While there are a few excellent examples of robust, broad-spectrum cross-channel digital engagement that we can point to (Nike springs to mind, as does SAP, and even recently United Airlines has made much-needed leaps in the right direction), most companies are struggling mightily with the 1) fast-changing customer engagement landscape, 2) internally siloed customer functions, and 3) the often-profound transformation of organization, process, and culture required to properly engage in today's new digital, open, transparent and two-way customer channels.
Planning journeys is useful, but addressing unmet needs has the impact
There is already plenty of advice for companies trying to up their game when it comes to a more modernized customer journey. Almost all of them are being told to map the new journey out in detail, which can indeed define and communicate a useful "to be" end state for the company to rally around.
Personally, I find that defining clear objectives makes this exercise have the most value. What then should companies use as an organizing imperative for such efforts? Fortunately, customers too have similar challenges to company's today: Life is getting more complex, not less. And this gives us some easy targets to start focusing on as we increase integration between digital touchpoints, which customer experience experts like Ernan Roman are suggesting should be the focus:
Solve a problem. Make a pain point go away, such as seamlessly conveying the current status of orders in any desired channel, or providing an innovative new way to participate in the co-design of a new product or service.

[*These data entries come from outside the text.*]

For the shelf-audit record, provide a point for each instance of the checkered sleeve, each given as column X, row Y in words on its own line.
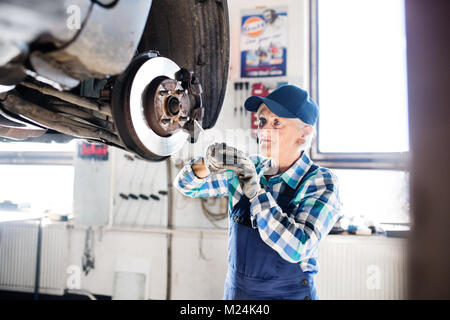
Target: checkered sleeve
column 295, row 235
column 214, row 185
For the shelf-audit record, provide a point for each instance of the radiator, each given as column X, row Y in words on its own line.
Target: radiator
column 18, row 247
column 362, row 268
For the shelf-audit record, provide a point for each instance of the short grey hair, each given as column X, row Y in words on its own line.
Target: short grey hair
column 308, row 139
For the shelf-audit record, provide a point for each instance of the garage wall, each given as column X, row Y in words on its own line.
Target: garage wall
column 199, row 257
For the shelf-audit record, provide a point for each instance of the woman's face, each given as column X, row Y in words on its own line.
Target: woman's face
column 277, row 134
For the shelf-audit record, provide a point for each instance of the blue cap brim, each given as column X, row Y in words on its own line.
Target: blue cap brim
column 252, row 104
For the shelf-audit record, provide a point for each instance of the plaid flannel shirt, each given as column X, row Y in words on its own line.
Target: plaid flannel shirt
column 295, row 235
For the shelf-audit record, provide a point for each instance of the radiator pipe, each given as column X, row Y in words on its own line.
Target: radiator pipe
column 38, row 262
column 169, row 227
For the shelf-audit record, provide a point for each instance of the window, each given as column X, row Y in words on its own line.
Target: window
column 359, row 80
column 37, row 177
column 381, row 196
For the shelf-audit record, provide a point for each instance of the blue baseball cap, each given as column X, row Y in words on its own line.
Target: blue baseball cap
column 287, row 101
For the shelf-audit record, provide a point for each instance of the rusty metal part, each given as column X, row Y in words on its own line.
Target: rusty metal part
column 196, row 36
column 103, row 46
column 81, row 114
column 145, row 109
column 69, row 97
column 17, row 105
column 20, row 134
column 166, row 106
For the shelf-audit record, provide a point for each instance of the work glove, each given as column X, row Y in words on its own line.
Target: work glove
column 220, row 157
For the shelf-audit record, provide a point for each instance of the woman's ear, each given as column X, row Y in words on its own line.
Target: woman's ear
column 306, row 130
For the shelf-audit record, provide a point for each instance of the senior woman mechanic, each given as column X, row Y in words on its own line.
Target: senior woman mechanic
column 281, row 204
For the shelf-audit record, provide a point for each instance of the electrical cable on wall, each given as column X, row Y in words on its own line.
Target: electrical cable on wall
column 211, row 216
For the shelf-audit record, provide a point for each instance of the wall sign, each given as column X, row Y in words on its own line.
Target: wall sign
column 263, row 42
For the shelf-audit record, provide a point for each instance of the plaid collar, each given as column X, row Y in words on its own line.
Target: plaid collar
column 291, row 176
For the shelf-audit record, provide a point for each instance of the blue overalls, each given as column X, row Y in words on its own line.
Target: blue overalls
column 255, row 270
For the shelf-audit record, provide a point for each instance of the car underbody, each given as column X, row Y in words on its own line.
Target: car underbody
column 143, row 76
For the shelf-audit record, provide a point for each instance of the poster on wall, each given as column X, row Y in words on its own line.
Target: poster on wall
column 264, row 42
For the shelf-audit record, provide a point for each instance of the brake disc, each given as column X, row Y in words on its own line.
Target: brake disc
column 153, row 106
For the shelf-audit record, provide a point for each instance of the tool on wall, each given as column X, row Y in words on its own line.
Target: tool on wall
column 241, row 93
column 88, row 259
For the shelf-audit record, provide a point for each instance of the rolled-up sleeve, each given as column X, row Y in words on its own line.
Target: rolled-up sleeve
column 214, row 185
column 294, row 235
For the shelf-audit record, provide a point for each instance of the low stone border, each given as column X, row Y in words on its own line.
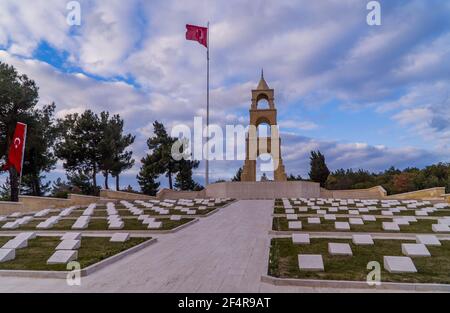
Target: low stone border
column 350, row 236
column 84, row 272
column 342, row 234
column 353, row 284
column 109, row 232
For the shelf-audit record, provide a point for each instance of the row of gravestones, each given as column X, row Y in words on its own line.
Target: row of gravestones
column 66, row 251
column 392, row 264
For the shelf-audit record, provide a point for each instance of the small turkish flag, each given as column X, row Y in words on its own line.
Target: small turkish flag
column 17, row 148
column 197, row 33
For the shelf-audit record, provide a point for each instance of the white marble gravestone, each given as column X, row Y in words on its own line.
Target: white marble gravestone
column 295, row 225
column 362, row 240
column 415, row 250
column 120, row 237
column 69, row 244
column 428, row 240
column 399, row 264
column 63, row 257
column 339, row 249
column 302, row 239
column 7, row 255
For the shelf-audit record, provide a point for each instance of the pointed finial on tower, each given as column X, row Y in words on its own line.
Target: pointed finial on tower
column 262, row 82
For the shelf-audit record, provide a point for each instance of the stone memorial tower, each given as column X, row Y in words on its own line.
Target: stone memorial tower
column 256, row 145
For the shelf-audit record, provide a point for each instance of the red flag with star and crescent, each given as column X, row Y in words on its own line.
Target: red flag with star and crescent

Or perhaps do what T-mobile recently did, and use cues in social media to pro-actively engage with customers to save the relationship.
Make life simpler. Remove the time, effort, and/or friction the customer has in engaging with you. I frequently make the point that companies tend to think of the customer experience in silos, where they are the only partner to the customer, which couldn't be further from the truth. Many smart next-generation companies are surrounding the old guard using concierge services and aggregators to give customers what they really want: Simple ways of accessing information and controlling their lives. Fortunately, taking customer engagement strategy up a level so that companies consider the whole contextual customer experience, as strategically important as it is, is just one useful way of simplifying the customer experience.
Engage the customer. The core of the problem companies have in onboarding new digital channels such as social media, is that customers will then expect the company to respond and participate in conversations. And engagement at scale is one of the hardest things for companies to do as they are organized today, despite plenty of studies confirming the significant value in doing so. Remove the barriers to doing engaging in scale and make it a success by supplying tools and proactive organizational policiies to orchestrate advocates (employee, partner, and customer) to do the work whenever possible.
The one thing that is ultimately untenable is ignoring customer needs. And although many large companies are making strides in all of these areas, it also seems clear that smart new industry entrants are rewiring their customers' journey for the old guard, disintermediating them or otherwise dislocating their customer experiences in the process. Good examples of this include taxi service app Uber and financial services aggregation firm Mint, to name just two of many startups providing customers the experiences they really want using the underlying assets of other traditional businesses. This then is the real long-term existential threat of not understanding the full journey your customers want to take, and then being sure to provide it for them.